A convenient method to estimate soil hydraulic conductivity using electrical conductivity and soil compaction degree

Soil hydraulic conductivity (K) significantly affects subsurface flow and solute transport, but convenient measurement of K remains a challenge. Electrical conductivity (EC), which can be measured conveniently and accurately, can be quantitatively related to K because of the similarity between current movement and groundwater flow, motivating us to estimate K using EC. A soil column apparatus was built to explore the relation between EC and K. Fifty-four experiments were conducted under various degrees of soil compaction and grain diameters, including six different particle sizes, three compaction levels, and six solution concentrations. The overall (negative) correlation between K and EC can be fitted reasonably well by an exponential function with a large determination coefficient (> 0.81) for each solute concentration, while a power-law function better fits the correlation when K is larger than 10 m/d.

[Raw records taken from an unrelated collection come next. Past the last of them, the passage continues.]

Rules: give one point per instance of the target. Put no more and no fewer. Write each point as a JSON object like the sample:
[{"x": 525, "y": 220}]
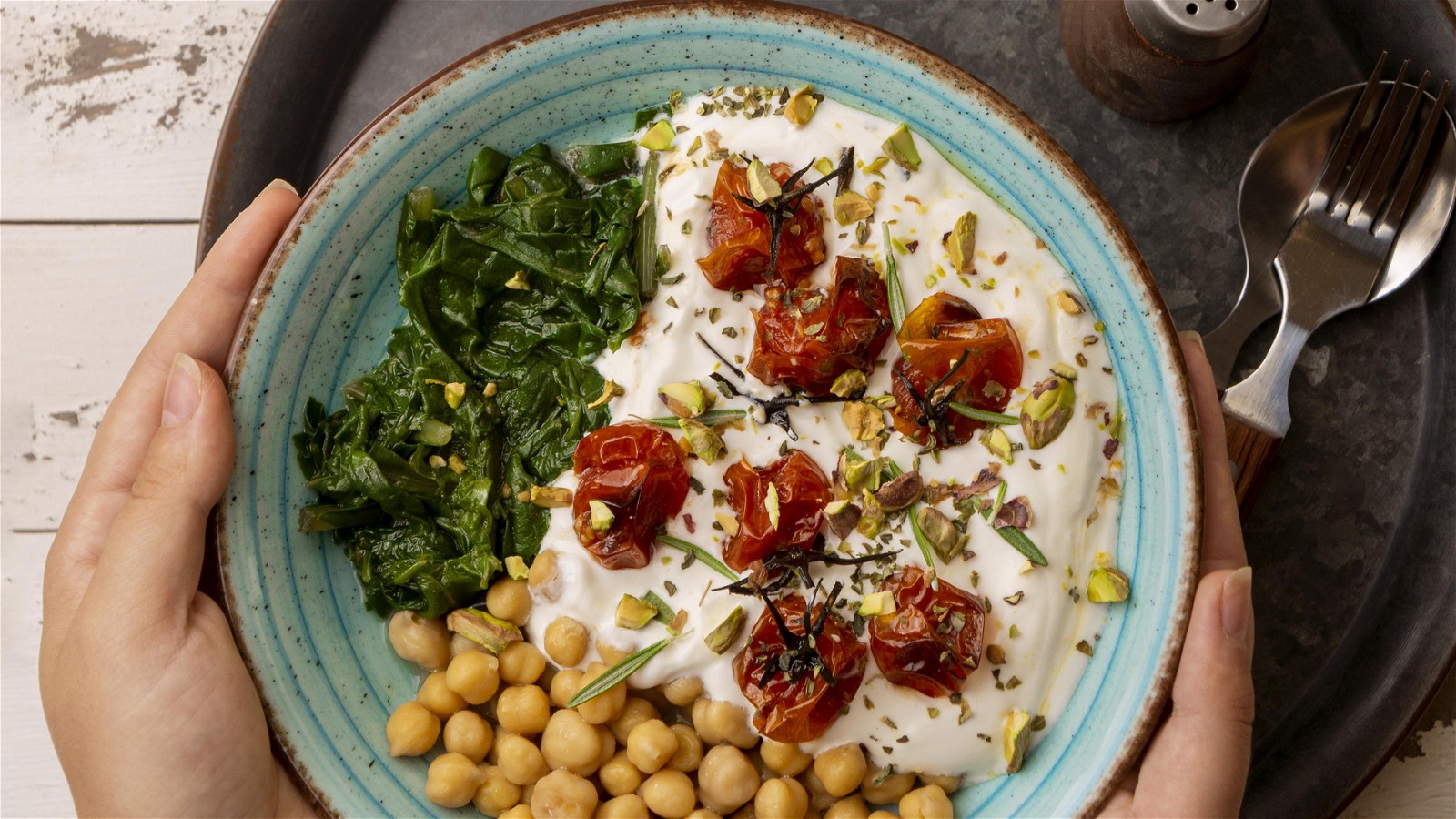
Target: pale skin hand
[
  {"x": 146, "y": 695},
  {"x": 1198, "y": 760}
]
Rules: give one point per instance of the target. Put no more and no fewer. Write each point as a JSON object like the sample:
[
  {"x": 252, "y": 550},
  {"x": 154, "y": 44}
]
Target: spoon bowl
[{"x": 1271, "y": 196}]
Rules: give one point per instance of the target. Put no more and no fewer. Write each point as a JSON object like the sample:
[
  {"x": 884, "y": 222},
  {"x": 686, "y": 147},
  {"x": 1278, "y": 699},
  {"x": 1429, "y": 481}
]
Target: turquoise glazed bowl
[{"x": 328, "y": 300}]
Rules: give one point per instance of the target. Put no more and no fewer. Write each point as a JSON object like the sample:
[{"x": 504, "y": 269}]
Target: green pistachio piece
[
  {"x": 851, "y": 207},
  {"x": 602, "y": 515},
  {"x": 660, "y": 136},
  {"x": 703, "y": 439},
  {"x": 762, "y": 186},
  {"x": 723, "y": 637},
  {"x": 900, "y": 147},
  {"x": 478, "y": 625},
  {"x": 635, "y": 612},
  {"x": 1047, "y": 410},
  {"x": 800, "y": 108},
  {"x": 1108, "y": 586},
  {"x": 961, "y": 244},
  {"x": 1016, "y": 739}
]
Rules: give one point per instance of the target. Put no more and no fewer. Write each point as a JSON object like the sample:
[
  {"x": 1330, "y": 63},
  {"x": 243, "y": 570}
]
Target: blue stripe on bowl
[{"x": 322, "y": 662}]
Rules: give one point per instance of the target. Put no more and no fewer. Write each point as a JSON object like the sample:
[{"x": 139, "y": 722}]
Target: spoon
[{"x": 1271, "y": 196}]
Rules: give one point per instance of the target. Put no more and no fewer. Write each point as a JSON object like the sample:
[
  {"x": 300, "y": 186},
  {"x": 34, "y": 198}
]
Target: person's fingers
[
  {"x": 1198, "y": 760},
  {"x": 200, "y": 324},
  {"x": 1223, "y": 537},
  {"x": 153, "y": 552}
]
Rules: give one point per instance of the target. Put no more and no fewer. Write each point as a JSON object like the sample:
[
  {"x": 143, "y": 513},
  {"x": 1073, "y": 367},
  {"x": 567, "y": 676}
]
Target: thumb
[
  {"x": 1212, "y": 723},
  {"x": 153, "y": 554}
]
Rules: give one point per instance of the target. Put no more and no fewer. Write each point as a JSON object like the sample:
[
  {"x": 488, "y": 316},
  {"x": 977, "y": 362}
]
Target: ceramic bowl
[{"x": 328, "y": 300}]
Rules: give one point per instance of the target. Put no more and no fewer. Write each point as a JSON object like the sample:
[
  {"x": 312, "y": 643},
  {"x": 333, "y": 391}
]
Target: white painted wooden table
[{"x": 106, "y": 128}]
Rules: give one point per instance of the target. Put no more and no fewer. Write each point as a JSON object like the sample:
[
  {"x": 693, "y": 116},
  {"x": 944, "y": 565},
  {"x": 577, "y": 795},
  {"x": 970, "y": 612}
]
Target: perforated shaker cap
[{"x": 1198, "y": 29}]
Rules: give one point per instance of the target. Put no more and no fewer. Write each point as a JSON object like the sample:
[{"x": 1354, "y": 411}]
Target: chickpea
[
  {"x": 720, "y": 722},
  {"x": 784, "y": 799},
  {"x": 436, "y": 695},
  {"x": 521, "y": 663},
  {"x": 562, "y": 794},
  {"x": 565, "y": 642},
  {"x": 603, "y": 709},
  {"x": 495, "y": 792},
  {"x": 683, "y": 690},
  {"x": 470, "y": 734},
  {"x": 510, "y": 601},
  {"x": 926, "y": 804},
  {"x": 784, "y": 758},
  {"x": 669, "y": 794},
  {"x": 542, "y": 576},
  {"x": 848, "y": 807},
  {"x": 619, "y": 775},
  {"x": 689, "y": 753},
  {"x": 564, "y": 685},
  {"x": 411, "y": 731},
  {"x": 881, "y": 787},
  {"x": 625, "y": 806},
  {"x": 841, "y": 768},
  {"x": 727, "y": 780},
  {"x": 521, "y": 760},
  {"x": 475, "y": 676},
  {"x": 523, "y": 709},
  {"x": 570, "y": 742},
  {"x": 633, "y": 713},
  {"x": 451, "y": 780}
]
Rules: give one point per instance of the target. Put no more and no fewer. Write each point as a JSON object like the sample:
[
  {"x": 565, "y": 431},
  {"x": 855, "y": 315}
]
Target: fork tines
[{"x": 1356, "y": 191}]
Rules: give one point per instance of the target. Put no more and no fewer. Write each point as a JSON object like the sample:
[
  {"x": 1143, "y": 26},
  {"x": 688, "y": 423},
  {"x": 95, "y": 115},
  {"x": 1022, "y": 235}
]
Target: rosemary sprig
[
  {"x": 698, "y": 552},
  {"x": 985, "y": 416},
  {"x": 897, "y": 298},
  {"x": 616, "y": 673}
]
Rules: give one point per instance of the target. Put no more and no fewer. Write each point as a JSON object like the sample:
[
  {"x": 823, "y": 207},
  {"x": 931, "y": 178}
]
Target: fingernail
[
  {"x": 1238, "y": 605},
  {"x": 1191, "y": 336},
  {"x": 184, "y": 390}
]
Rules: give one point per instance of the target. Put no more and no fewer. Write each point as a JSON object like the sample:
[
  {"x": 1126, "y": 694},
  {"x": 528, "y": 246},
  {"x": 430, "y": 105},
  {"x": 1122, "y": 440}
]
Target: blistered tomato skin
[
  {"x": 950, "y": 351},
  {"x": 798, "y": 709},
  {"x": 801, "y": 489},
  {"x": 640, "y": 474},
  {"x": 932, "y": 642},
  {"x": 807, "y": 339},
  {"x": 739, "y": 237}
]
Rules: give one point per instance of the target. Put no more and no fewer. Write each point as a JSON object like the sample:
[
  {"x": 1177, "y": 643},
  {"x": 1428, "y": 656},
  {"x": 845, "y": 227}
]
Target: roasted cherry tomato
[
  {"x": 739, "y": 237},
  {"x": 950, "y": 353},
  {"x": 801, "y": 490},
  {"x": 638, "y": 471},
  {"x": 807, "y": 339},
  {"x": 797, "y": 704},
  {"x": 934, "y": 637}
]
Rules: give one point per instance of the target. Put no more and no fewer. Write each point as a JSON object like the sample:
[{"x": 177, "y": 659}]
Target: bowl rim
[{"x": 865, "y": 35}]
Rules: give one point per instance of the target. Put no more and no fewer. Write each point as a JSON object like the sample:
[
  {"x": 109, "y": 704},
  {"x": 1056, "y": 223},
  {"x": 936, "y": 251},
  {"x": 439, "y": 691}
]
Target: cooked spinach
[{"x": 511, "y": 295}]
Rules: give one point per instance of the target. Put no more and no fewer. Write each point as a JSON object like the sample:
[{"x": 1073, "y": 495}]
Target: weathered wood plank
[{"x": 113, "y": 109}]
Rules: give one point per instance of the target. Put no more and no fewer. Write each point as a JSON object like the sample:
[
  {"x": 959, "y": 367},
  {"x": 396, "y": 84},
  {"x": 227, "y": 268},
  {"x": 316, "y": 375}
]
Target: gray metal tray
[{"x": 1351, "y": 541}]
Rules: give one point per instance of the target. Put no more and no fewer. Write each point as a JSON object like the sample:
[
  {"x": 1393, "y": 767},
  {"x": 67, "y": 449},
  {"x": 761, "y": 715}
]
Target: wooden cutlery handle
[{"x": 1252, "y": 453}]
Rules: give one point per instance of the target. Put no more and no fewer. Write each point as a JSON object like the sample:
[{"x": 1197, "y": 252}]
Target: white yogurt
[{"x": 1063, "y": 491}]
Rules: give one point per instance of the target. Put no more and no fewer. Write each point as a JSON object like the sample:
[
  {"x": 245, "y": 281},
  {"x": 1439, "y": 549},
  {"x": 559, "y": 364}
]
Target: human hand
[
  {"x": 1198, "y": 760},
  {"x": 146, "y": 694}
]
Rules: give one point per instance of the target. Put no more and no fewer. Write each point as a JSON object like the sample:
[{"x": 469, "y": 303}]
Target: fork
[{"x": 1331, "y": 259}]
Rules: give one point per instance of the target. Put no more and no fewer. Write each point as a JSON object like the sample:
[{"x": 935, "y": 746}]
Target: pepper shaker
[{"x": 1162, "y": 60}]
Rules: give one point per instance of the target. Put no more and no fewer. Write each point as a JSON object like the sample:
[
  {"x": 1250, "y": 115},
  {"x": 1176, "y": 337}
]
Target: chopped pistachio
[
  {"x": 1108, "y": 586},
  {"x": 725, "y": 632},
  {"x": 900, "y": 147},
  {"x": 602, "y": 515},
  {"x": 659, "y": 137},
  {"x": 851, "y": 207},
  {"x": 550, "y": 497},
  {"x": 960, "y": 242}
]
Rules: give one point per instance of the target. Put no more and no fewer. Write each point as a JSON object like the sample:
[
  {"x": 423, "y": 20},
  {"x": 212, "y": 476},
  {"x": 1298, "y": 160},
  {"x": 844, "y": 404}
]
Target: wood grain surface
[{"x": 108, "y": 120}]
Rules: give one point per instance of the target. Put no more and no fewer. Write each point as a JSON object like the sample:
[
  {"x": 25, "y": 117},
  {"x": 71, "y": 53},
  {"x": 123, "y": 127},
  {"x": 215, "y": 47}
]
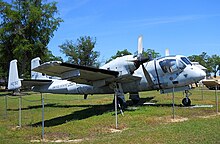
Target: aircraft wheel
[
  {"x": 186, "y": 102},
  {"x": 135, "y": 101},
  {"x": 121, "y": 102}
]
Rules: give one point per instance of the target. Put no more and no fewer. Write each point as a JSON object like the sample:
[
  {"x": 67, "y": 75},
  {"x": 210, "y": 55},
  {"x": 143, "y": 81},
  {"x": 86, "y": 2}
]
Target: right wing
[{"x": 30, "y": 82}]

These experiments led to several empirical models (for specific solution concentrations) and one comprehensive model (with variable parameters) to estimate K given EC. In the field, if the EC of pore water can be measured, the empirical models under the specific solution concentrations can be applied to greatly improve the K estimation. Comparison showed that the proposed models, which provides a quick estimate of K using easily available EC, performed better than most of the classical grain size-based formulas. Although there is uncertainty in the K estimation likely due to the limited control factors considered in this study, the new method proposed above can provide a convenient estimate for K for the field site with strong spatial heterogeneity.